The scream of a high-revving naturally-aspirated V10 engine would music to the ears of lifelong Formula 1 – but it could be a death knell for the sport’s latest manufacturer boom.
Ferrari, Mercedes-AMG, Aston Martin, Alpine, Honda, Audi, Ford, and Cadillac are all set to compete in the sport from 2026 under the incoming, updated hybrid V6 regulations. And yet in recent weeks, there have been public suggestions from high-ranking F1 officials to take the sport back 20 years to the pre-2006 days of high-revving, non-turbocharged, non-hybrid V10 engines.
While running them on carbon neutral fuel would be a positive, and a good advertisement for the technology, the likes of Mobil, Shell and any other fuel supplier won’t actually build the engines. That responsibility sits with the manufacturers, and they’ve already spent countless millions developing these new-for-2026 hybrid V6 engines and will want to ensure they have a long life to ensure they maximise the return on investment.

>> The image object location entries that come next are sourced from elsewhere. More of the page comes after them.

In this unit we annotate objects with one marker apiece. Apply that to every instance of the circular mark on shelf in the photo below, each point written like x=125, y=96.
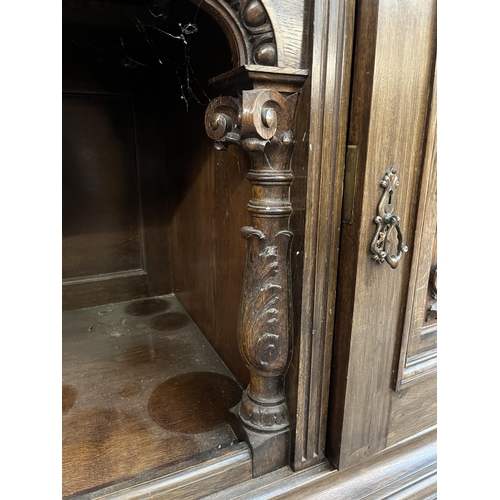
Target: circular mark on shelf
x=68, y=398
x=147, y=307
x=169, y=321
x=139, y=354
x=194, y=402
x=129, y=390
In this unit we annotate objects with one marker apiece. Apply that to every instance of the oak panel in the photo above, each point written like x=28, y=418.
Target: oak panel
x=392, y=82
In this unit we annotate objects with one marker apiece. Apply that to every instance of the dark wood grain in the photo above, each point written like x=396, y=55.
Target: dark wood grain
x=388, y=124
x=114, y=178
x=327, y=109
x=137, y=400
x=101, y=225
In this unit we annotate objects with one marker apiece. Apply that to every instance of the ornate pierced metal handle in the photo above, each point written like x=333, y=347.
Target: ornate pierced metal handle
x=387, y=223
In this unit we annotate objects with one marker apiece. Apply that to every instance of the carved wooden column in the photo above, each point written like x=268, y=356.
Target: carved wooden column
x=260, y=121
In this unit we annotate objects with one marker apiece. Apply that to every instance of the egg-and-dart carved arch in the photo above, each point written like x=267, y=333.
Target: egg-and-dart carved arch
x=247, y=27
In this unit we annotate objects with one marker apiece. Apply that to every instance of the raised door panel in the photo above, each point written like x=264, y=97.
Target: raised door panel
x=390, y=128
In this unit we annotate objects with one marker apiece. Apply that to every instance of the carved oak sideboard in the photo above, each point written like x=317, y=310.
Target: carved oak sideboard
x=267, y=170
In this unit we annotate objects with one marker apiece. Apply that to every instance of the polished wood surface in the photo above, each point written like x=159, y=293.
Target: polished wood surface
x=392, y=85
x=115, y=241
x=142, y=391
x=321, y=132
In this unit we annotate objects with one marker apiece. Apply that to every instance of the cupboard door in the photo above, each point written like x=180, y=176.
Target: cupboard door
x=383, y=385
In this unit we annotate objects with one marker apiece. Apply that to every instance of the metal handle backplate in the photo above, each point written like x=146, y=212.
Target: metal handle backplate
x=387, y=223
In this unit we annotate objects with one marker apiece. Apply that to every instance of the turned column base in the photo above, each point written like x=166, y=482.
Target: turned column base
x=270, y=450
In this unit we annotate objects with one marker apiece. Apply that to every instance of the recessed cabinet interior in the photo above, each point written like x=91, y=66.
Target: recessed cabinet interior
x=227, y=332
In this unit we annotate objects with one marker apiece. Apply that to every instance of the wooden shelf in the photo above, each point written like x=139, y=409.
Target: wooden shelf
x=143, y=393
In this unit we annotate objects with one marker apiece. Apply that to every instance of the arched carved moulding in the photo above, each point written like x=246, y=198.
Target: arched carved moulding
x=248, y=29
x=260, y=121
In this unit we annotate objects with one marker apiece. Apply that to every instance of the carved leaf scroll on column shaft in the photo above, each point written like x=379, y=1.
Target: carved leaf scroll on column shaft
x=260, y=121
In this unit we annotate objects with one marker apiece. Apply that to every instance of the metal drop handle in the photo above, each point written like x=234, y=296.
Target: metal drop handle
x=387, y=223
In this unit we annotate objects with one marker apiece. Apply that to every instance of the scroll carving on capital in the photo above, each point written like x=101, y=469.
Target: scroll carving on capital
x=255, y=20
x=260, y=122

But that’s not why switching from hybrid V6 engines to V10s would be a huge mistake for F1, it’s simpler than that – it goes against the very spirit of F1.

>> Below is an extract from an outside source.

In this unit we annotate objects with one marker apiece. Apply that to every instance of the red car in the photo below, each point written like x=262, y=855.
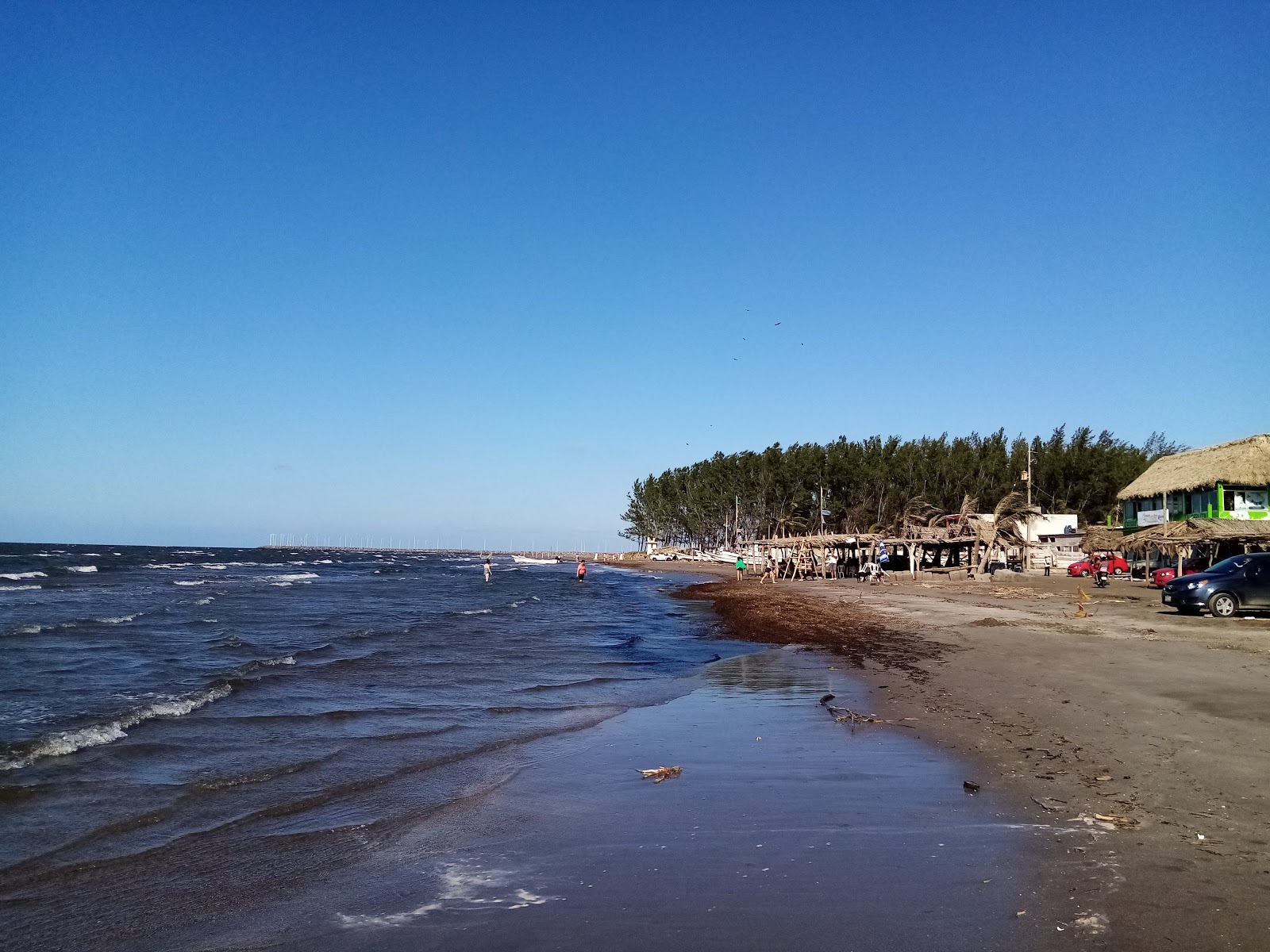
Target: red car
x=1117, y=565
x=1160, y=577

The sport has always been about the latest and greatest technology, and in-turn how that technology trickles down into road-legal cars that you and I can buy. And that’s exactly what’s happened with the hybrid V6 engine tech in the latest cars.
Take a look at the modern supercar market. Ferrari F80? It’s powered by a hybrid V6. Mercedes-AMG One? F1-inspired hybrid V6? Ferrari 296 GTB? That would be a hybrid V6 too. Even if they don’t have a V6, they still take the basic principles from modern F1 and apply it to the most desirable road cars. Aston Martin Valallha, McLaren W1 and Lamborghini Temerario are all powered by hybridised turbocharged V8 powertrains.

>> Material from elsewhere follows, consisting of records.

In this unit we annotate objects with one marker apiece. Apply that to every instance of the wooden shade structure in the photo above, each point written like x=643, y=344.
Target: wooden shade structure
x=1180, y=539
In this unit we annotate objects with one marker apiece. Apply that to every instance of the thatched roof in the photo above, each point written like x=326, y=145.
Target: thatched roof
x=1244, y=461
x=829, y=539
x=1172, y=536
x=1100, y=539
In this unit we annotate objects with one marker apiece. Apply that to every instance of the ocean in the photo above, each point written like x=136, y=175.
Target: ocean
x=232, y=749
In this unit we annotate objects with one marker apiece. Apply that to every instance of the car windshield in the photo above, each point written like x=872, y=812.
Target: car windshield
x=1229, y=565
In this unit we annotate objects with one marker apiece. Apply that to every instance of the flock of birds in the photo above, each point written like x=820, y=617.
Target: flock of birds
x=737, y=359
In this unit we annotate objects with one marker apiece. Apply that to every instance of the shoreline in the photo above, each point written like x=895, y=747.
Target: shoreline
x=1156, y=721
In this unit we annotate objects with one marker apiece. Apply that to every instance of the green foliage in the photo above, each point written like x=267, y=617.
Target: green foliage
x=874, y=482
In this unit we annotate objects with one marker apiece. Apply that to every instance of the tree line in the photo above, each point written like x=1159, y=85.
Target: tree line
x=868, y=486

Naturally-aspirated engines, without either a turbocharger or hybrid system, are getting increasingly difficult to find, so it simply doesn’t make business sense for car manufacturers to have them in F1. For all the success F1 is currently enjoying, it cannot forget what it is at its very core – the ultimate cars in the world. They must remain the fastest, most advanced and most technologically relevant racing cars on the planet, because without that it will begin to lose its identity.
I know this is an unpopular opinion, I understand as well as anyone just how utterly brilliant those V10 engines sounded. I used to cover the sport in the 2000s and the V10, and even the V8, era were on another level in terms of sound. Not just the volume, but the exhaust note those 3.0-litre V10s made was unlike anything before or since.

But when you have bigger crowds than ever before and have attracted eight major car manufacturers to the sport, you must do what it takes to maintain that level of investment from the car industry.
Having Ferrari, Mercedes-AMG and Aston Martin committed is fantastic, but to get General Motors and Ford to join the sport for the first time together – ever – is something next level, and they have both publicly stated that they did so because they support the incoming hybrid V6 rules. Heck, Honda reversed its decision to leave the sport and stayed put because it felt the new engine rules were appealing. And the same is true of Audi, so it simply doesn’t make sense to agitate and potentially force out any of these brands to appease fans from 20 years ago.
F1 has attracted a new generation of fans, many of whom have never heard an F1 car powered by a V10 engine, and what they don’t know isn’t hurting them. But what will hurt the sport is forcing car manufacturers to build racing engines with zero relevance to what they sell.